Natasha ran a search for Mom. Again, two hits. One for Mom’s class photo and one for Mom’s sorority. Mom’s name was listed alongside the names of her sorority sisters, but she wasn’t featured in any of the photos on the sorority’s page.
They might be wasting their time, hunting for a college connection. Mercer had thousands of students.
Finally, Natasha ran a search for Dad. This time the site found three matches. The first led them to a page focused on a Christian student organization. Dad stood, the tallest of the bunch, clean-cut and smiling, in the back row of the photo. Russell wasn’t listed as a member of the organization. The second match took them to Dad’s class photo. The final match brought up his fraternity’s page.
Genevieve drew in a sharp breath of astonishment. “There.” She pointed.
They peered at the screen. Then at each other, speaking volumes through the look they shared.
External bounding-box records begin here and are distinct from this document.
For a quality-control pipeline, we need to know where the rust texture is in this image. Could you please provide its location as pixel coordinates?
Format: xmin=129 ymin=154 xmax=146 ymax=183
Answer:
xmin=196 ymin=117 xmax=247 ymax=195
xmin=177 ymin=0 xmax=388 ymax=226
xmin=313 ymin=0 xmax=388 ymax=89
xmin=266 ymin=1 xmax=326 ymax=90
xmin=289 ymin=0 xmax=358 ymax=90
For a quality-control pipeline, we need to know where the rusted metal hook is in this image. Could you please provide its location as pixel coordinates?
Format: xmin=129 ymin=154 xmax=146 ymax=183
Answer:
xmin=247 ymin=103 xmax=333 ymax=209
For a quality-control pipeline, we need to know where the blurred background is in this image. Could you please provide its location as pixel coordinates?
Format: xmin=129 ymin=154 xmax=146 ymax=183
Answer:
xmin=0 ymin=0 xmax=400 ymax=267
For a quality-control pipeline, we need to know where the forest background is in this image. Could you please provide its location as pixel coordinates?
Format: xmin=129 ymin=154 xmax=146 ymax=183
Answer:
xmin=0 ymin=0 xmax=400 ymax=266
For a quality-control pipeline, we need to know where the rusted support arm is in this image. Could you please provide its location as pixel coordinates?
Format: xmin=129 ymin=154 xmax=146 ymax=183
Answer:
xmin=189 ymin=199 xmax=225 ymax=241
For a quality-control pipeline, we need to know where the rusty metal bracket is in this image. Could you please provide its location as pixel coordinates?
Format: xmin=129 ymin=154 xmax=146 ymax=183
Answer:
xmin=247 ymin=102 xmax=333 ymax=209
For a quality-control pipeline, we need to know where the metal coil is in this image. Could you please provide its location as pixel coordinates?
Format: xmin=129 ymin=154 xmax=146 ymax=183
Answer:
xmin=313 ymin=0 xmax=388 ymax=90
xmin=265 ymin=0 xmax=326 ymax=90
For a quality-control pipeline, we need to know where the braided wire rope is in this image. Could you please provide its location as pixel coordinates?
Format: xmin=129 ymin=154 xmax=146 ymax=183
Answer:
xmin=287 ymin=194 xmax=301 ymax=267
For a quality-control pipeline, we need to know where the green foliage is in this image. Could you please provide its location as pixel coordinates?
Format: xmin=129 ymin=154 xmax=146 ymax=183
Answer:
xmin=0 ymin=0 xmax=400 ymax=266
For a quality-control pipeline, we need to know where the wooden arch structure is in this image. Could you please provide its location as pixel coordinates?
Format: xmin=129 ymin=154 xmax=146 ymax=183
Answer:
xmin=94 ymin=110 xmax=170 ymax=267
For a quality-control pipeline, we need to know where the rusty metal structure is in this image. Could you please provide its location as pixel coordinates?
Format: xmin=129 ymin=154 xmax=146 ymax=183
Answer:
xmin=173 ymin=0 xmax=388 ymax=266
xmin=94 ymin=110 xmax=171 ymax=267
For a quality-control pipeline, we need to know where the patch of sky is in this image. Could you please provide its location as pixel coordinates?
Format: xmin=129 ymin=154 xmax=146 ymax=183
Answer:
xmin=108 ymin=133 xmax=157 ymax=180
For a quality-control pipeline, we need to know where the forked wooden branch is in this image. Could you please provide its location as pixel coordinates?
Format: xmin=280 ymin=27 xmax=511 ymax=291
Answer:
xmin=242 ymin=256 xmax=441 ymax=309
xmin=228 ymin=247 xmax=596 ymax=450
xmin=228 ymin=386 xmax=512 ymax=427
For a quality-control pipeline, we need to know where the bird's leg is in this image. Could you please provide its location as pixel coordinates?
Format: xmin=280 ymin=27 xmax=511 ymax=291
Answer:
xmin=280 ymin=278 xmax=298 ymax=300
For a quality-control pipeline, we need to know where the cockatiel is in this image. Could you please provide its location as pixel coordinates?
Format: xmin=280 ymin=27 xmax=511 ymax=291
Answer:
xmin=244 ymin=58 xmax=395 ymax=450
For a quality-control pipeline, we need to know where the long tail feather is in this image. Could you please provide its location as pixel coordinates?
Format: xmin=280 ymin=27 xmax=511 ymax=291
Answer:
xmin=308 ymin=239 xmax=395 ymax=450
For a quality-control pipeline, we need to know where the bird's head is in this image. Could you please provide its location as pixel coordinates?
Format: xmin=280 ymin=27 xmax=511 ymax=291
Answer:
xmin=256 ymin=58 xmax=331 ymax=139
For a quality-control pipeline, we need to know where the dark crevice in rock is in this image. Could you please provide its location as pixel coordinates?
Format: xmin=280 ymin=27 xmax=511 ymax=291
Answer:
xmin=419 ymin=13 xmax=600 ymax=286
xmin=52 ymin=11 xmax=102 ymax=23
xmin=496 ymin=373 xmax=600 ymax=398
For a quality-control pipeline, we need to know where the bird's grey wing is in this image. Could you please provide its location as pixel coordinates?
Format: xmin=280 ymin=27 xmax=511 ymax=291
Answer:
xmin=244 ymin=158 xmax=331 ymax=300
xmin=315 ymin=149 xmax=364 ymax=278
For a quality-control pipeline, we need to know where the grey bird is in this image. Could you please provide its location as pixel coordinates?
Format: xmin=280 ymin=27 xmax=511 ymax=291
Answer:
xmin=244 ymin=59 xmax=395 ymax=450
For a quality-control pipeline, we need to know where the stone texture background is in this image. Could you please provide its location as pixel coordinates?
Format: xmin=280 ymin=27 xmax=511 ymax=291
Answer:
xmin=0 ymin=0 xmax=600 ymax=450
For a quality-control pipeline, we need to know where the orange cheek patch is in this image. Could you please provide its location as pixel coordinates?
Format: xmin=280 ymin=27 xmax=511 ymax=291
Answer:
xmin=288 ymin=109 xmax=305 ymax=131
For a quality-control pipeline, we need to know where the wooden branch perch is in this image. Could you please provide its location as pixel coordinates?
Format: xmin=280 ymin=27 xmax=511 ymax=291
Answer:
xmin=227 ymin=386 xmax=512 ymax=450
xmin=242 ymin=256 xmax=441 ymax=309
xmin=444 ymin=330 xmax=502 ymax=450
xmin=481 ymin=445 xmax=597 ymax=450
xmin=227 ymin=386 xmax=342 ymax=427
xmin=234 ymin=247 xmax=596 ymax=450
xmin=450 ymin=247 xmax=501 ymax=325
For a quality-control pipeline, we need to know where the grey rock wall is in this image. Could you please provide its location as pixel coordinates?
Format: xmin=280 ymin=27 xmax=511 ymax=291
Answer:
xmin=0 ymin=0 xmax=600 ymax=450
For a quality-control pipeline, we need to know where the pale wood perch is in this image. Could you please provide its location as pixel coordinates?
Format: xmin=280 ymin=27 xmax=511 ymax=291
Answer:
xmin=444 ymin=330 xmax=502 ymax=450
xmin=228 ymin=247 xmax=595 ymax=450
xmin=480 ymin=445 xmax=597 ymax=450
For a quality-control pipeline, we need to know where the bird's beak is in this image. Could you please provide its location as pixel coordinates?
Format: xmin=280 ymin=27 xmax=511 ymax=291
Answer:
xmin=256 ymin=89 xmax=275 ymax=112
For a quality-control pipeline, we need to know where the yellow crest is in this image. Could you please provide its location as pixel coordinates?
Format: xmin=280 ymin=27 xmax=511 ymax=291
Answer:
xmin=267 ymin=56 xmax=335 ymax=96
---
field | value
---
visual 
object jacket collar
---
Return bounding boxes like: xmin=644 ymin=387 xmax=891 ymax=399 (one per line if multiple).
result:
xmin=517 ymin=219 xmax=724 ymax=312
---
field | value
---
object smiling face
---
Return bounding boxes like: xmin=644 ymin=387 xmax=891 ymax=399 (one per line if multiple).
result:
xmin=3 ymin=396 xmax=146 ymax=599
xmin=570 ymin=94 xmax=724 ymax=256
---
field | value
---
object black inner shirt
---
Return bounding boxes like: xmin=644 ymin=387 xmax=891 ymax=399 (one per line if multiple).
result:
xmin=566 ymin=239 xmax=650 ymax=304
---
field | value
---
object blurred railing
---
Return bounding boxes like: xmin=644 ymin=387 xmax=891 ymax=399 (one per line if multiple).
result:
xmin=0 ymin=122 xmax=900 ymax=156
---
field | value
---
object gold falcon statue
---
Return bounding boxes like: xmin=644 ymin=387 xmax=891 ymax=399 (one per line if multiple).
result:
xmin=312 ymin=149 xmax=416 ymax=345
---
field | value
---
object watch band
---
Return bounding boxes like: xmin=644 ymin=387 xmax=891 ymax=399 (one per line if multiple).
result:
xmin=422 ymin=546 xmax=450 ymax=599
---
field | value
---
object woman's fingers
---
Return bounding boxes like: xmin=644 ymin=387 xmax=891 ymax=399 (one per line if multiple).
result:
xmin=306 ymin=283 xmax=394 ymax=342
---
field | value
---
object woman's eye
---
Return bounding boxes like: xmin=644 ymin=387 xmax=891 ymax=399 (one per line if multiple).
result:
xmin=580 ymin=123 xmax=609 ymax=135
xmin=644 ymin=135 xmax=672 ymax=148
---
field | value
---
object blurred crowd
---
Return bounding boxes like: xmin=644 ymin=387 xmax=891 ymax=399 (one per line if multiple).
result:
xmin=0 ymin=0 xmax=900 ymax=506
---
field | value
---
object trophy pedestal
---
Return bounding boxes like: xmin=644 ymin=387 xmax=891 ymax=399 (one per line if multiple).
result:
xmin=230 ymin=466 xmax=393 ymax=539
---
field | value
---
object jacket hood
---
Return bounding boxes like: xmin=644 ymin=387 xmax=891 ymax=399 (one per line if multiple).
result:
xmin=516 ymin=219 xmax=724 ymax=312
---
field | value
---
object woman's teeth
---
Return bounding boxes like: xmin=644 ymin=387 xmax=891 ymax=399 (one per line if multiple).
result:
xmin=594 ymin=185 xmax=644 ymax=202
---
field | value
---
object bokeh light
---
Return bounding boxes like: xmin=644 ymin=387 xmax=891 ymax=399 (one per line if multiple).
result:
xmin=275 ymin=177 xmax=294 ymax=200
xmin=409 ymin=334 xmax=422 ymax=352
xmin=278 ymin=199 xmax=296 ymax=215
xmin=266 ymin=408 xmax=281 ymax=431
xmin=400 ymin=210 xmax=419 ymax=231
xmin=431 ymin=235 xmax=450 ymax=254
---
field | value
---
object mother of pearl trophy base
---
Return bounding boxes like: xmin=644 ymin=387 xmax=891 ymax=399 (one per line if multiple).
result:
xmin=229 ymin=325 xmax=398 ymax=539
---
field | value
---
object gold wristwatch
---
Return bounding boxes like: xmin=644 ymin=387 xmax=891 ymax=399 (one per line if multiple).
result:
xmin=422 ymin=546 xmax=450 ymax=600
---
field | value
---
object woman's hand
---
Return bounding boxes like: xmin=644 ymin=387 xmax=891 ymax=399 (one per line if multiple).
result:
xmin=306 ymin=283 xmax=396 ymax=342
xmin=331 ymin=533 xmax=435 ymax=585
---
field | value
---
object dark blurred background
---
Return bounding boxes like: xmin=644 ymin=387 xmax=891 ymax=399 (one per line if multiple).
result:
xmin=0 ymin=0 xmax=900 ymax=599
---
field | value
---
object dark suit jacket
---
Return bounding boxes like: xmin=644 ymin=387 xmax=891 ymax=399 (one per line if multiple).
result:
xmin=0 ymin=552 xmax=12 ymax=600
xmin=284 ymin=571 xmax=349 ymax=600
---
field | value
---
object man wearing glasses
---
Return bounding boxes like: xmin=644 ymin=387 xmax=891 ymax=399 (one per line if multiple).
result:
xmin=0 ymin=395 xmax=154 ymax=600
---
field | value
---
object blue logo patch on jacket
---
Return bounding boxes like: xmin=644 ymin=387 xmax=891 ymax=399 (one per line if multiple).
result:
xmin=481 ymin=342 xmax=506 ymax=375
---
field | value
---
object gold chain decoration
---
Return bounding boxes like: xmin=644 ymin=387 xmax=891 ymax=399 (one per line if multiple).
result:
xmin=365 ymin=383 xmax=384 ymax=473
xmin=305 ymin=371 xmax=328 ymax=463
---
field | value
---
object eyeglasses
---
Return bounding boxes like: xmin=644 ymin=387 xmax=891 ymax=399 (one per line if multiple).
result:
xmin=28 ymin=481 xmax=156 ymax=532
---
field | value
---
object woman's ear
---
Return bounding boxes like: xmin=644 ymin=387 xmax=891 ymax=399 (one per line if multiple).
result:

Then at the screen.
The photo on the left center of the page revealed their dad ... with Mom on his arm.
The two of them together, in college. Five years before they’d said they met.
Mom wore a formal gown and a feathered hairstyle. Dad, his gangly body garbed in a tuxedo, looked down at Mom with an enamored smile on his face. His hand clasped hers securely. Mom gazed straight at the photographer, laughter twinkling in her eyes. The caption below read,Fraternity treasurer Judson Woodward enjoys a night out with his date.
Natasha consumed another celery stick the way a glue gun consumes glue sticks.
“I can’t believe we actually found evidence,” Genevieve whispered shakily. She’d been right when she’d deduced that Dad might have known either Russell or Mom before coming to Camden. But she’d been fairly sure that Russell was the one Dad would have known.
No. It had been Mom.
Natasha spun her desk chair to face Genevieve. “Not only did they know each other in college, they were in love with each other in college.”
“We don’t know that they were in love,” Genevieve felt honor-boundto say. “We only know that they went to one function together.”
“Look at his face, Gen! He’s got that soft, smitten look.”
True. The young man in the photo had thick dark hair unmarked by silver and no beard. A pair of ’80s-style glasses fit securely on his nose. His ears and Adam’s apple had both been a little more prominent back then, when he’d been skinnier. However, a few things about her father had remained exactly the same: the kindness in his demeanor and the expression on his face. Her older, more weathered father still looked at Mom that very same way.
“Mom’s beaming like I’ve never seen before,” Natasha said.
Right, because after this her first husband was killed. Later, her daughters were almost killed. Life had made her nervous, which had prevented her from experiencing the type of undiluted happiness captured in this old yearbook picture.
“Hon?” Wyatt called from the region of the back door. “Is it time to change into costumes?”
“Not quite yet. Five more minutes.”
The back door closed in response.
“So,” Genevieve said, “let’s say that Mom and Dad were a couple in college. But then something happened to break them up.”